On se trouve tout près de plusieurs zones protégées au Cameroun, y compris le mythique Parc National de Korup, la plus riche réserve de forêt tropicale de toute l’Afrique.

En avril, onze scientifiques experts dans la protection de l’environnement ont, d’un commun accord et de façon indépendante, appelé le gouvernement du Cameroun à suspendre le projet en attendant une révision du cahier des charges.

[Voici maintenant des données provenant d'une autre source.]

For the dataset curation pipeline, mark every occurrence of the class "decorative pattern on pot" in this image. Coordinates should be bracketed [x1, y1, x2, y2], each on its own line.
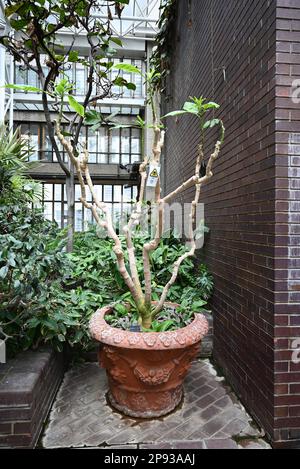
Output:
[90, 303, 208, 350]
[91, 308, 208, 418]
[134, 363, 175, 386]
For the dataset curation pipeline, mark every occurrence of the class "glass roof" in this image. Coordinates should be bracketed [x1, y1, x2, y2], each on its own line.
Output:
[96, 0, 160, 38]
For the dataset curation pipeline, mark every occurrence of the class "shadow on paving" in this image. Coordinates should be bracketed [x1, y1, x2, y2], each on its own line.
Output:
[42, 360, 270, 449]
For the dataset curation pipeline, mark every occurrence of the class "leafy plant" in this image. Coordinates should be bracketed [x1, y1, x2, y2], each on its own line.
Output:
[0, 204, 74, 353]
[0, 0, 136, 251]
[0, 125, 41, 205]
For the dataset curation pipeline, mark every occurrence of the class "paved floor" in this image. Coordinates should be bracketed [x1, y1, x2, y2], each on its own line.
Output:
[42, 360, 269, 449]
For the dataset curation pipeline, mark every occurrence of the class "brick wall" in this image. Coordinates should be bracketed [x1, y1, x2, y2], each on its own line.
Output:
[275, 0, 300, 441]
[163, 0, 300, 446]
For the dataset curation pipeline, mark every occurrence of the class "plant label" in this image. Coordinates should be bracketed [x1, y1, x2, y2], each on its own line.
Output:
[147, 164, 160, 187]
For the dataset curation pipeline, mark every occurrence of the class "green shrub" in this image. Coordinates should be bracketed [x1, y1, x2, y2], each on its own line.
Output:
[0, 219, 213, 354]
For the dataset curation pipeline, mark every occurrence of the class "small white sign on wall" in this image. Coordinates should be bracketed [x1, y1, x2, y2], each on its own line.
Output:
[147, 164, 160, 187]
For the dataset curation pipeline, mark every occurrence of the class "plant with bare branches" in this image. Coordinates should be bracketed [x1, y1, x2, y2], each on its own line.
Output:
[55, 64, 225, 329]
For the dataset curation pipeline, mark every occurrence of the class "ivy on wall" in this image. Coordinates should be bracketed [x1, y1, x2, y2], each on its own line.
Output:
[151, 0, 177, 91]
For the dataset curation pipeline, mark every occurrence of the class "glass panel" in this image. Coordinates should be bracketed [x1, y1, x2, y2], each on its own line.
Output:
[64, 65, 74, 83]
[110, 130, 120, 153]
[95, 185, 102, 202]
[44, 184, 53, 200]
[123, 73, 132, 97]
[76, 64, 85, 95]
[88, 132, 97, 153]
[54, 202, 61, 226]
[44, 202, 53, 221]
[15, 66, 27, 85]
[89, 153, 97, 164]
[121, 155, 130, 166]
[41, 126, 52, 161]
[85, 186, 92, 202]
[54, 184, 61, 201]
[104, 186, 112, 202]
[97, 127, 108, 153]
[63, 203, 68, 228]
[121, 129, 130, 153]
[27, 124, 39, 161]
[109, 154, 120, 164]
[132, 186, 137, 200]
[75, 203, 83, 231]
[27, 70, 38, 87]
[123, 187, 132, 202]
[131, 129, 141, 153]
[97, 154, 108, 164]
[114, 186, 122, 202]
[113, 204, 122, 223]
[75, 184, 81, 200]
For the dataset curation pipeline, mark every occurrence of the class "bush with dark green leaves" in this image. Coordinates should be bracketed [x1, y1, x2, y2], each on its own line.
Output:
[0, 204, 75, 353]
[0, 216, 213, 354]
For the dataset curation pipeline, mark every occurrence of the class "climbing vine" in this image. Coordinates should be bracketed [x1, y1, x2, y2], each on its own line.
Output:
[151, 0, 177, 91]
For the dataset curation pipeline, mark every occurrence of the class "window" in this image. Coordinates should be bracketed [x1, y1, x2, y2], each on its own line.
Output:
[15, 55, 145, 99]
[16, 122, 141, 165]
[43, 183, 137, 231]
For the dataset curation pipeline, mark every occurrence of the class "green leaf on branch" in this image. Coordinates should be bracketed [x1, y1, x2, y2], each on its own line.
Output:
[68, 50, 78, 62]
[162, 111, 188, 119]
[68, 94, 85, 117]
[0, 265, 8, 278]
[112, 63, 142, 75]
[110, 37, 123, 47]
[1, 83, 43, 93]
[203, 119, 221, 129]
[84, 110, 103, 125]
[203, 102, 220, 111]
[183, 101, 199, 115]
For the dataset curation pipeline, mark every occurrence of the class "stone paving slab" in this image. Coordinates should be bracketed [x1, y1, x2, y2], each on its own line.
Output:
[42, 360, 270, 449]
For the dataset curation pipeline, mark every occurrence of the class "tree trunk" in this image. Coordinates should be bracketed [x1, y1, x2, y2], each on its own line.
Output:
[66, 168, 75, 252]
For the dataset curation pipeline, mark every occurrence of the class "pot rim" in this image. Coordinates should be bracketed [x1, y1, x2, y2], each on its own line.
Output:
[89, 303, 209, 350]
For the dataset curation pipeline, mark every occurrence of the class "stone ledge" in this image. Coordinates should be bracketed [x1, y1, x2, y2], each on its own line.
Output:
[0, 349, 64, 448]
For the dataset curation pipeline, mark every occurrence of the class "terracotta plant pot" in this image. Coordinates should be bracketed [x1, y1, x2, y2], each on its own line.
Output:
[90, 303, 208, 418]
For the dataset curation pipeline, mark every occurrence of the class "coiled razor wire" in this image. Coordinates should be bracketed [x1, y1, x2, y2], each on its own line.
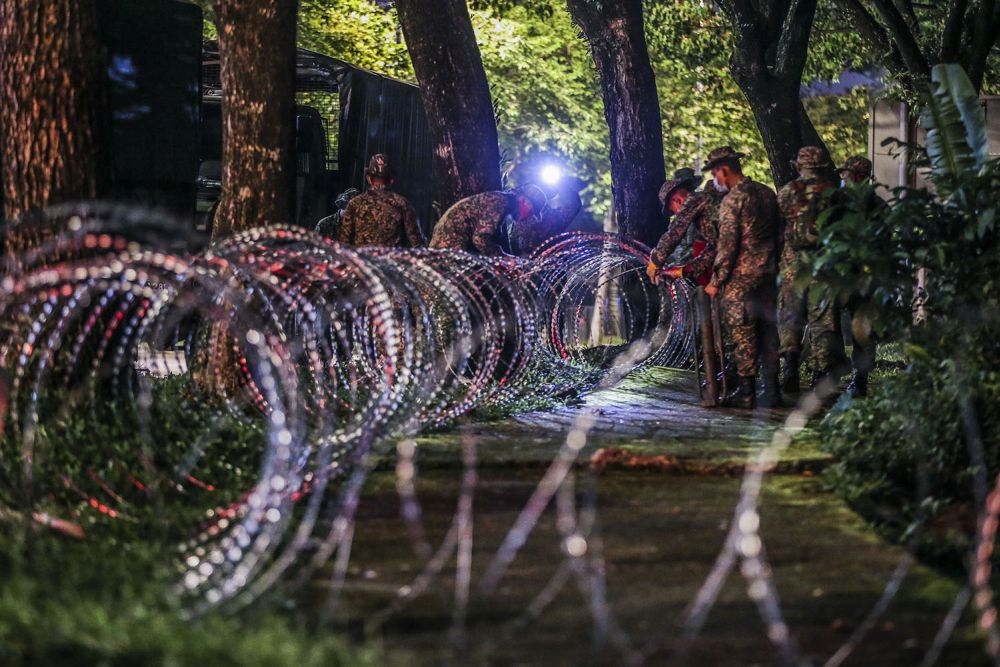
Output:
[0, 205, 1000, 665]
[0, 205, 691, 614]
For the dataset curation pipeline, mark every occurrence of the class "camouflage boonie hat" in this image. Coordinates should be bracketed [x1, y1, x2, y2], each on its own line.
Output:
[701, 146, 747, 171]
[838, 155, 872, 179]
[365, 153, 396, 178]
[659, 167, 701, 207]
[514, 183, 549, 213]
[792, 146, 830, 169]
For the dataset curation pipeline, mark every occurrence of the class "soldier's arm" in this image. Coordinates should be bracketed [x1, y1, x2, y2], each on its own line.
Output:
[711, 195, 741, 287]
[337, 204, 358, 245]
[403, 201, 427, 248]
[649, 215, 691, 267]
[684, 239, 717, 277]
[472, 216, 503, 257]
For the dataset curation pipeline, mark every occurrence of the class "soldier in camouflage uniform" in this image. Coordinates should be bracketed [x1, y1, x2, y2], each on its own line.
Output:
[839, 155, 872, 185]
[840, 155, 875, 398]
[315, 188, 361, 241]
[337, 154, 426, 248]
[646, 169, 722, 286]
[509, 181, 583, 257]
[431, 185, 546, 256]
[705, 146, 781, 408]
[778, 146, 844, 393]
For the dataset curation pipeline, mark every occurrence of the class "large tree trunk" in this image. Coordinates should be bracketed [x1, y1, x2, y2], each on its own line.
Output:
[721, 0, 829, 188]
[212, 0, 297, 239]
[567, 0, 666, 245]
[199, 0, 297, 396]
[0, 0, 108, 252]
[732, 65, 829, 188]
[396, 0, 500, 211]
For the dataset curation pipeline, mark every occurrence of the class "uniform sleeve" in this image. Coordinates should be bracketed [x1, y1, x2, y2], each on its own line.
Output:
[684, 241, 717, 276]
[711, 193, 743, 287]
[472, 199, 507, 257]
[403, 201, 427, 248]
[649, 215, 691, 267]
[337, 199, 360, 245]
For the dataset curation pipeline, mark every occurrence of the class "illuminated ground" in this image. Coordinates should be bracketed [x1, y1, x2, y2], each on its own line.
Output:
[313, 371, 984, 665]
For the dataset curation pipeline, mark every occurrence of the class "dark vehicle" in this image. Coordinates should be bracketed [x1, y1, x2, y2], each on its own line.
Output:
[99, 0, 432, 244]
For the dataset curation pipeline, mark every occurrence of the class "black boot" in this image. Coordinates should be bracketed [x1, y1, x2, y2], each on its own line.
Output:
[781, 352, 802, 394]
[722, 375, 757, 410]
[847, 371, 868, 398]
[757, 373, 784, 408]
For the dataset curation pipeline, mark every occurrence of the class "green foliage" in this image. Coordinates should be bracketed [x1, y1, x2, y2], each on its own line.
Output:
[0, 525, 376, 667]
[299, 0, 867, 219]
[298, 0, 414, 80]
[806, 68, 1000, 566]
[921, 65, 989, 185]
[821, 348, 1000, 571]
[0, 378, 376, 667]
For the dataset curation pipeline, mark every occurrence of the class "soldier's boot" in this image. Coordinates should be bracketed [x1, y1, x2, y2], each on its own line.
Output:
[757, 371, 784, 408]
[781, 352, 802, 394]
[722, 375, 757, 410]
[847, 371, 868, 398]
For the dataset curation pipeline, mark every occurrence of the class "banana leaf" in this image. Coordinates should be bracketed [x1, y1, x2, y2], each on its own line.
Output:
[921, 64, 988, 189]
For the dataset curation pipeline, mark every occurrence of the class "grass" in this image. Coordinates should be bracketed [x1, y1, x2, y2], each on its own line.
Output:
[0, 381, 378, 667]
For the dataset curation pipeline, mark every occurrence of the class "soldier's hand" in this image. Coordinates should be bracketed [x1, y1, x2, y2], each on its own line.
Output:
[663, 266, 684, 280]
[646, 261, 660, 285]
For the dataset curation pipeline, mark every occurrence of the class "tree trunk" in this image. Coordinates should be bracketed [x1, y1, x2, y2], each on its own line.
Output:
[396, 0, 500, 211]
[212, 0, 296, 239]
[567, 0, 666, 245]
[0, 0, 108, 252]
[733, 67, 829, 188]
[722, 0, 833, 188]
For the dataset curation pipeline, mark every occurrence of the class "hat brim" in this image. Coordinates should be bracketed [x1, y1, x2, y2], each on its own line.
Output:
[663, 176, 705, 206]
[701, 153, 747, 173]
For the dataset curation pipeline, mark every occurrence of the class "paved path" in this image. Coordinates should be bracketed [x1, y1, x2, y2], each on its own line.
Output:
[418, 368, 827, 470]
[312, 369, 984, 667]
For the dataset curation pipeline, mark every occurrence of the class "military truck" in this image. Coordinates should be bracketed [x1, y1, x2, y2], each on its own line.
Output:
[99, 0, 432, 245]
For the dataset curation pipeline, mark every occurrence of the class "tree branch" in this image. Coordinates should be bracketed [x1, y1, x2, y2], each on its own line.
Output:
[896, 0, 920, 35]
[873, 0, 931, 78]
[938, 0, 969, 63]
[720, 0, 768, 74]
[962, 0, 1000, 91]
[774, 0, 817, 81]
[837, 0, 906, 75]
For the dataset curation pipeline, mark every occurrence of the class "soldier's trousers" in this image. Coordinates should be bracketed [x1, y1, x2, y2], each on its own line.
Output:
[846, 295, 875, 375]
[778, 264, 809, 355]
[720, 274, 778, 377]
[807, 290, 846, 373]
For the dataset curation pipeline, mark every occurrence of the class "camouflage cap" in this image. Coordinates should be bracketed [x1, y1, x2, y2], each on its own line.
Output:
[701, 146, 747, 171]
[365, 153, 396, 178]
[792, 146, 830, 169]
[514, 183, 549, 213]
[838, 155, 872, 179]
[659, 174, 701, 207]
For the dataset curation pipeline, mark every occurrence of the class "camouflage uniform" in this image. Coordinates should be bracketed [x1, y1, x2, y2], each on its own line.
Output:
[778, 178, 843, 372]
[430, 192, 517, 256]
[337, 186, 426, 248]
[510, 191, 583, 257]
[710, 177, 780, 378]
[649, 189, 722, 279]
[839, 155, 876, 396]
[839, 155, 872, 182]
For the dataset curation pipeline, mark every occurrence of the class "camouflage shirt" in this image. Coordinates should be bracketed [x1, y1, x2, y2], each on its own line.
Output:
[778, 178, 834, 259]
[510, 192, 583, 257]
[431, 192, 516, 255]
[337, 188, 426, 247]
[711, 178, 781, 287]
[649, 192, 722, 276]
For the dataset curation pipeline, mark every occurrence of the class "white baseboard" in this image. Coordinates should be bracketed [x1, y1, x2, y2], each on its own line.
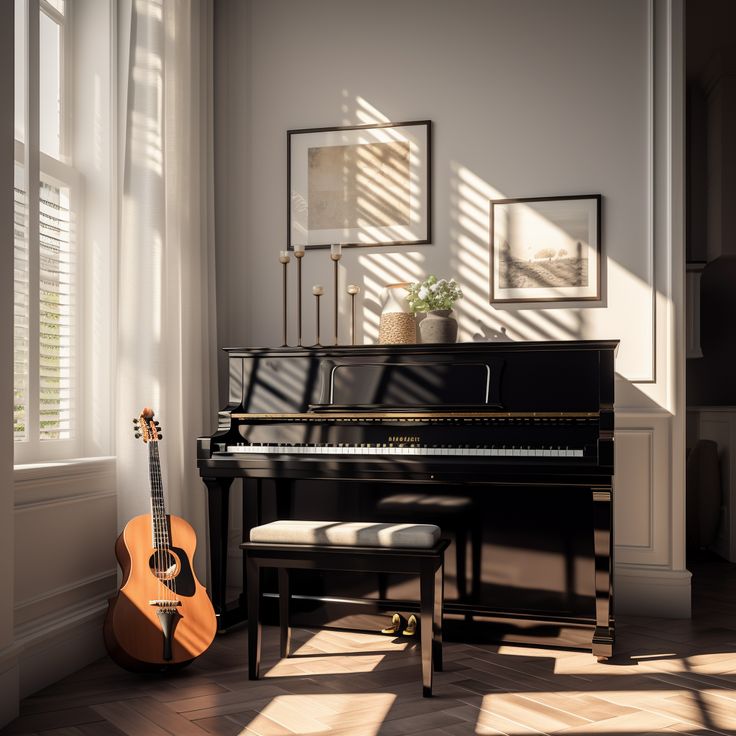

Ils soulignent que l’évaluation de l’impact environnemental s’est limitée à seulement 0,003% de la superficie concernée et « donne une représentation sérieusement faussée de l’état des forêts », dont l’« immense majorité », d’après eux, loin d’être dégradées se situent dans des zones de forêt vierge primaire, un véritable « creuset de biodiversité ».

Toujours est-il que bien au-delà de l’impact environnemental immédiat, le projet privera des milliers d’habitants de la région – 14.000 selon les estimations de la firme, 45.000 d’après Frédéric Mousseau, de l’Oakland Institute – du droit de cultiver la terre et de puiser les ressources de la forêt dans la zone.

En contrepartie, les promoteurs de la plantation envisagent la création de 7.500 emplois. Il n’en reste pas moins que l’impact net, en termes de pauvreté, pourrait s’avérer davantage négatif que positif.

D’autre part, d’après le rapport d’étude, la société est en droit de rémunérer ses travailleurs en-dessous du salaire minimum officiel du Cameroun et de congédier des travailleurs selon son bon gré.

Elle est, de surcroît, exempte de toute une série d’autres dispositions de la législation nationale. Mousseau accuse la firme d’ignorer les sentences des tribunaux camerounais l’appelant à suspendre l’abatage d’arbres.

Le rapport cite une étude publiée cette année par des organisations non gouvernementales camerounaises où il est indiqué que si le gouvernement rémunérait la production de denrées alimentaires par les petits cultivateurs locaux au lieu de subventionner l’importation d’aliments et des plantations extensives produisant des aliments pour l’exportation, il pourrait créer 96.000 emplois agricoles pour à peine 15.000 hectares de terre et, par-là même, limiter sensiblement la déforestation.

Herakles affirme que ses palmiers à huile améliorés, obtenus grâce à une culture sélective ont un rendement de 5,5 tonnes d’huile par hectare, alors que les cultivateurs existants ne produisent qu’une tonne.

Le rapport soutient néanmoins que la recherche financée par le gouvernement du Cameroun a permis la mise au point d’une variété particulièrement adaptée aux petits exploitants, donnant un rendement de 4,5 tonnes par hectare.

D’un coût réduit et visant des exploitations familiales qui emploient un plus grand nombre de personnes, elle contribue à préserver la biodiversité et présente l’avantage d’un risque de maladie inférieur comparé aux grandes plantations en monoculture.

Jusqu’à présent, peu de cultivateurs utilisent cette variété améliorée de palmier à huile. Comme dans la plupart des autres pays africains, les agences camerounaises chargées d’introduire ce type d’améliorations auprès des cultivateurs sont sous le coup des programmes d’austérité du gouvernement, rivés sur le remboursement de la dette extérieure.